The autopilot system can not only use target detection in 2D image space, but also need a top-down aerial view. The traditional method is to create a occupancy tracker, which projects 2D images into 3D space. This can be used to join different images at different time points. The tracker can only create a small local map without considering the association of images at different time points. To help the car wind its way through the parking lot).

However, there are many problems with stitching because the cameras are pointing in arbitrary directions and it is difficult to align the images between different cameras. Very difficult to develop. Such problems have been tried, is a more difficult task to do.

To provide the function of vehicle call, the vehicle or neural network is required to provide a map needed for the vehicle to drive. Among the cameras around the vehicle, no one camera can see all the situations around the vehicle. Then how to integrate the images of these cameras into one image should first look at the benefits of doing so. Through the splicing of multiple views, the complete information around the vehicle can be obtained. The information is continuous and consistent, and the complete information is conducive to the correct judgment. It also facilitates more accurate target prediction. However, it is difficult to suture images with traditional feature and edge extraction. Here Karpathi uses neural networks to train a neural network again. In order to obtain accurate information, the stitching process is not only the spatial stitching and stitching of multiple camera images, but also the time, that is, what was seen in the last second, what was seen now, and what will be seen in the next second. Through time and space multiple image information fusion, I believe it will get better results, but the key is fusion, how to fusion is the key.

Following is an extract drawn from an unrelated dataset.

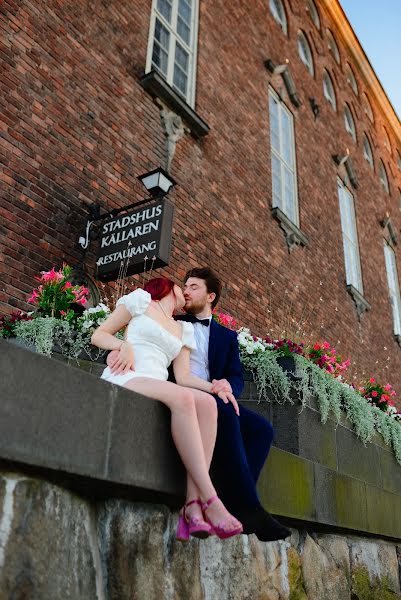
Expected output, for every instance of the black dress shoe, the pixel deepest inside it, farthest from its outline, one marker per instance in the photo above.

After image information is collected by 5 cameras, features are extracted from the backbone network, and these features are fused.

The fusion layer makes a unified view by bringing all the views together. The next stage is temporal, and in this stage, there are several consecutive frames over time, like maybe 8 frames, so you take the last 8 frames and analyze them and check the consistency of those frames, so you have a network and you cross-check all those frames. So now you can see things moving, you can see a car moving from one frame to another, and that’s the valuable thing that the network can output, not only is there a car there, but it can tell you which direction the car is moving, and how fast the car is moving. Knowing the information from the previous image, it gives you information about where pedestrians are, where road signs are, where roadside signs are, and so on.

The idea of how to use neural networks to train a bird’s view was just on paper. It felt like Tesla’s success was knowing how to land these technologies, and that had something to do with Elon Musk’s estimation. It felt like Elon Musk was a guy who knew how to subtract. Of course, karpathy is a great guy, and it feels like he’s taking neural networks to the extreme. I think the difficulty of neural network training is how to design the network structure has been solved how to design the standard sample, that is, how to design the data structure, which determines the effect of the training process.

BEV NET network can find the key training set to train the whole network, the network can use Unet to carry out semantic segmentation, for BEV NET input is a number of images after semantic segmentation, the structure of the fusion output is planar graph. On the plane plan, the moving effect of the road boundary, lane lines and moving objects on the plane is realized. This part is then expanded to have a look.